17

I am often dealing with incredibly large log files (>3 GB). I've noticed the performance of less is terrible with these files. Often I want to jump do the middle of the file, but when I tell less to jump forward 15 M lines it takes minutes..

The problem I imagine is that less needs to scan the file for '\n' characters, but that takes too long.

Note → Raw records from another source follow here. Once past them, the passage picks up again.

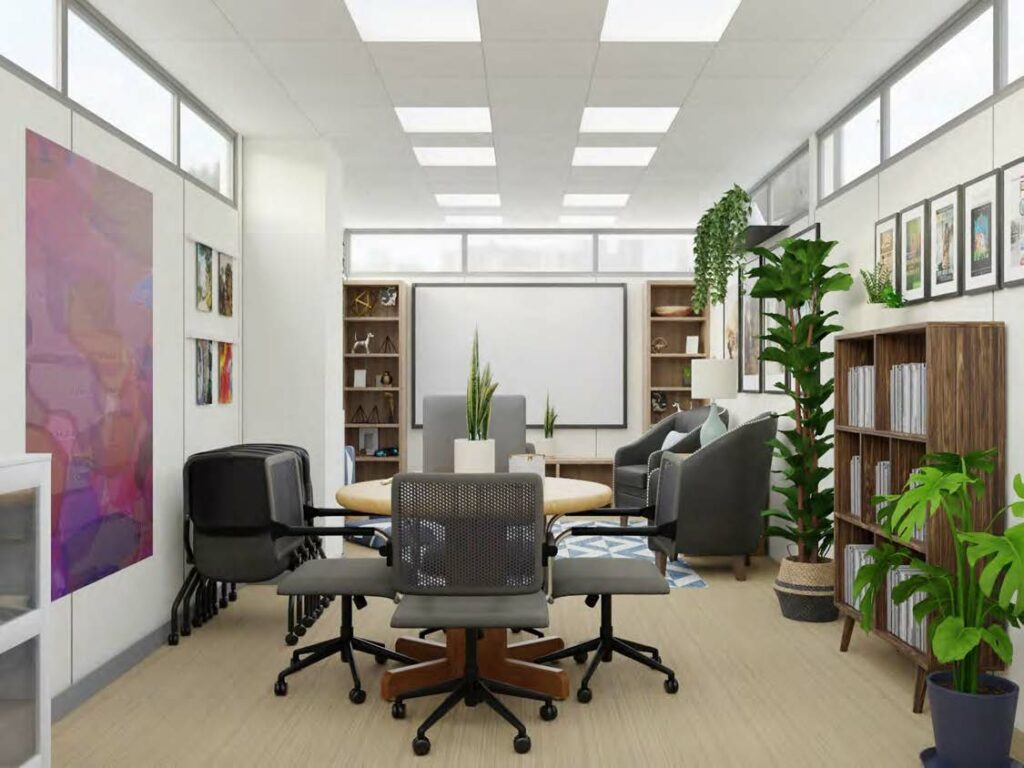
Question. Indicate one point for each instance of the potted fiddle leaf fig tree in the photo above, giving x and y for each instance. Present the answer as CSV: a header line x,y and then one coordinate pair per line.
x,y
968,605
798,279
476,452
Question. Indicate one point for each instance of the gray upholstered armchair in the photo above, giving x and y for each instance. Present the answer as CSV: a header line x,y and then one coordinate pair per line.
x,y
635,461
725,488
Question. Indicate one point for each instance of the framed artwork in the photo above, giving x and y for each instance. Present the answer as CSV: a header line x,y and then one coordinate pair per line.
x,y
981,233
913,252
1013,227
887,245
945,259
204,278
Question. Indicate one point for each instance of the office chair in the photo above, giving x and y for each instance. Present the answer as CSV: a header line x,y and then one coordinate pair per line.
x,y
491,576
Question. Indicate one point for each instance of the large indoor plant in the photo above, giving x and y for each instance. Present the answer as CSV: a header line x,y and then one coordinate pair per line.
x,y
967,605
476,452
799,278
718,247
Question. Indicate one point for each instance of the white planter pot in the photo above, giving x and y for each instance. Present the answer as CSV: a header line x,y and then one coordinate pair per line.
x,y
474,456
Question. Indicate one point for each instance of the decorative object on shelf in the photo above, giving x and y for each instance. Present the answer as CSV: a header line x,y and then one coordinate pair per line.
x,y
476,454
225,286
980,225
204,278
1013,223
968,606
363,344
800,278
718,247
712,380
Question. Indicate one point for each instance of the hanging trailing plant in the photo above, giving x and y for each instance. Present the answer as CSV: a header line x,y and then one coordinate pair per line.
x,y
718,247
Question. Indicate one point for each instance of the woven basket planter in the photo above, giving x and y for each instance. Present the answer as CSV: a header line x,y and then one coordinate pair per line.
x,y
807,590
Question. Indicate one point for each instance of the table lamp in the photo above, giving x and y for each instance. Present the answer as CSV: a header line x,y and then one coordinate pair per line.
x,y
713,380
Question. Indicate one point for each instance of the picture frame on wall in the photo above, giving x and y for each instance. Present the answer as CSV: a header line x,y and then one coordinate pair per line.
x,y
913,253
1013,223
945,262
980,233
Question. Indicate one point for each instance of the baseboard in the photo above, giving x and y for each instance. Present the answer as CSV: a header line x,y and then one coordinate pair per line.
x,y
79,691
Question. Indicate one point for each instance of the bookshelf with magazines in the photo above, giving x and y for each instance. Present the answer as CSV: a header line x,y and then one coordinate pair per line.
x,y
900,393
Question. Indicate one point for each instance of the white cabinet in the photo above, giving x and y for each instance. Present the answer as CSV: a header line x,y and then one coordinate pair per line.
x,y
25,599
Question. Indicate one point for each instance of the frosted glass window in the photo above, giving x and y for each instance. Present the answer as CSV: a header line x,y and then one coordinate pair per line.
x,y
950,80
645,253
206,153
110,84
404,253
28,36
530,253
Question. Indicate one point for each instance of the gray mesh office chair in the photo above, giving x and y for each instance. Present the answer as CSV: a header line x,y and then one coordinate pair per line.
x,y
467,556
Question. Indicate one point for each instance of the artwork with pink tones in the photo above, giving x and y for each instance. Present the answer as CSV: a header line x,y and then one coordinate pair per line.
x,y
89,359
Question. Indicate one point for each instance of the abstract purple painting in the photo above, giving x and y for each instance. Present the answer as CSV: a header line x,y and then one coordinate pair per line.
x,y
89,358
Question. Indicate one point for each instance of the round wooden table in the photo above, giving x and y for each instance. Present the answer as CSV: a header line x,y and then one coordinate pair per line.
x,y
498,659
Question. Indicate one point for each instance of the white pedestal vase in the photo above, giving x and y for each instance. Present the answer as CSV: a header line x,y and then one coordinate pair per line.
x,y
474,456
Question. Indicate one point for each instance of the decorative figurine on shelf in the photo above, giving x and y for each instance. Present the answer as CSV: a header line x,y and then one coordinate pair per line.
x,y
365,343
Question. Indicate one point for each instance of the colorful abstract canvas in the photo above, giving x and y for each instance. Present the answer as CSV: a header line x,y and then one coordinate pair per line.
x,y
89,359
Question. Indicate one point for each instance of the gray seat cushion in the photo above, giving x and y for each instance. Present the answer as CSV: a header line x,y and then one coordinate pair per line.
x,y
480,611
369,577
606,576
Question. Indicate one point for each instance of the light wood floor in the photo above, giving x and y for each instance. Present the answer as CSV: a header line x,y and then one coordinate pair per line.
x,y
757,690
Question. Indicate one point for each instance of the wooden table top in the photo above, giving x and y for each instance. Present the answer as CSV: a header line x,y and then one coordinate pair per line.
x,y
561,495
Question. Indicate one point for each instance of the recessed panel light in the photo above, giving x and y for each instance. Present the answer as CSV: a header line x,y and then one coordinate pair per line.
x,y
578,200
667,20
469,201
416,20
613,156
627,119
444,119
455,156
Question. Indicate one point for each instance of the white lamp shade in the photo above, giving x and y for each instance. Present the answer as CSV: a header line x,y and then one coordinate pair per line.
x,y
713,380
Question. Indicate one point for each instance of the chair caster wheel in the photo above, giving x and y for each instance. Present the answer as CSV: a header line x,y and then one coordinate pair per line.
x,y
421,745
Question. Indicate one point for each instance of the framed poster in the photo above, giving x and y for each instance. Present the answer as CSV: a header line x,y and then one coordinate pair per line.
x,y
913,252
981,233
887,246
945,262
1013,227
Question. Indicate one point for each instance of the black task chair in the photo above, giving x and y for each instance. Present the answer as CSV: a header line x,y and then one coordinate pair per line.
x,y
489,576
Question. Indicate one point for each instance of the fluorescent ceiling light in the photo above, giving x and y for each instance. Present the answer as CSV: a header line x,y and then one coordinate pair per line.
x,y
578,200
416,20
667,20
627,119
468,220
584,220
456,156
444,119
613,156
469,201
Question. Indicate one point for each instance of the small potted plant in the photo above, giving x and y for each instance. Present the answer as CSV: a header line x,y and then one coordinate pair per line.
x,y
968,605
476,453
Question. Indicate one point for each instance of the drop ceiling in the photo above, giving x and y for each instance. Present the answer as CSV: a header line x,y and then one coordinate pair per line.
x,y
298,69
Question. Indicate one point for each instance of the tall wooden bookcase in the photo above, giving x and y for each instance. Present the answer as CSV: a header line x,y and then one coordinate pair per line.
x,y
966,397
382,407
667,372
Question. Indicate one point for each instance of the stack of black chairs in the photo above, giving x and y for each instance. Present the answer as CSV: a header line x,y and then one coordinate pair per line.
x,y
225,543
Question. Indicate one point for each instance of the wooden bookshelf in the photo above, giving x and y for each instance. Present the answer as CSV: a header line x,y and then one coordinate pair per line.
x,y
389,400
668,371
966,392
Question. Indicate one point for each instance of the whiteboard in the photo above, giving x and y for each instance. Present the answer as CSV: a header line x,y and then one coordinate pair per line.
x,y
564,339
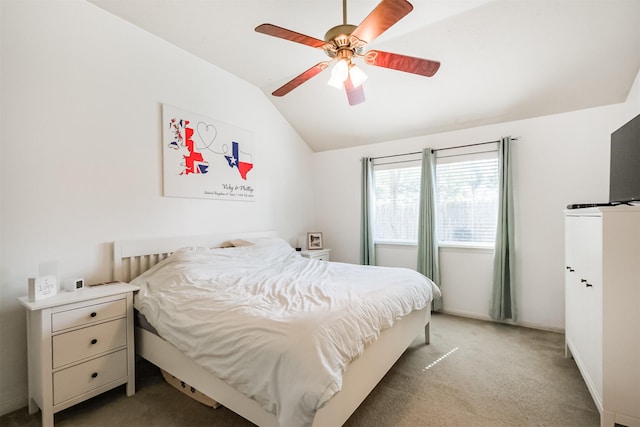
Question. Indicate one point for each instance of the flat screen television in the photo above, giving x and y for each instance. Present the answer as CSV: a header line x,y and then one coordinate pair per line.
x,y
624,179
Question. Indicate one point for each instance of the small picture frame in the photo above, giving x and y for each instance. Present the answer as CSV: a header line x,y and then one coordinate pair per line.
x,y
314,241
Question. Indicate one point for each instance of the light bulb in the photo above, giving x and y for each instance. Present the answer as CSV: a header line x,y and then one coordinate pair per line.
x,y
357,75
339,74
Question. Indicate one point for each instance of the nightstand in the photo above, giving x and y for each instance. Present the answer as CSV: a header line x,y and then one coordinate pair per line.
x,y
319,254
80,344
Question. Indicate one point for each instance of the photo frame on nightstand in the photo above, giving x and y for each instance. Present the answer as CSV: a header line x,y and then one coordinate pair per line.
x,y
314,240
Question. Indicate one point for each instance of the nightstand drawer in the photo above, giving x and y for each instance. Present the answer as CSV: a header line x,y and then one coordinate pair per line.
x,y
88,376
93,340
86,315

Is there a way to make it just seek to an explicit offset? e.g. seek to byte offset 1.5 billion in the file. This operation should be orders of magnitude faster. If less does not provide such an ability, is there another tool that does?

UsAaR33
  • 1,036
  • 3
  • 11
  • 20
  • if you're skimming the file for forbidden characters, is it a fair assumption that you will purge the aforementioned characters after finding them? If so, may I offer `perl -pi -e 's/\n//g;' ` – Mike Pennington Jul 26 '12 at 00:43
  • Sorry, skim was the wrong word. Should have used scan. less by design scans for newline (\n). This scanning takes a very long time on large files. – UsAaR33 Jul 26 '12 at 06:42

3 Answers3

24

you can stop less from counting lines like this less -n

To jump to a specific place like say 50% in, less -n +50p /some/log This was instant for me on a 1.5GB log file.

Edit: For a specific byte offset: less -n +500000000P ./blah.log

Sekenre
  • 2,913
  • 1
  • 18
  • 17
  • 1
    Line counting was never the issue; I could just use escp/ctrl-c for that. But this is the actual answer; P jumps to a specific byte offset! – UsAaR33 Jul 26 '12 at 19:51
5

Less, being a pager, is inherently line-oriented. When you startup, if it's a large file it'll say "counting line numbers" and you hit ESC to stop that, but otherwise, it does lines. It's what it does.

If you want to jump straight into the middle of file and skip the beginning, you can always just seek past the beginning; I'd do something like tail -c +15000000 /some/log | less.

womble
  • 95,029
  • 29
  • 173
  • 228
0

less seems to have a small overhead from the locale settings

If you're using ASCII only characters, you can speed it up a bit by using:

LC_ALL=C less big-log-file.log

In my case, the throughput increased from ~ 30M ib/s to ~ 50 Mib/s (rate is CPU bound)

Romuald Brunet
  • 171
  • 1
  • 4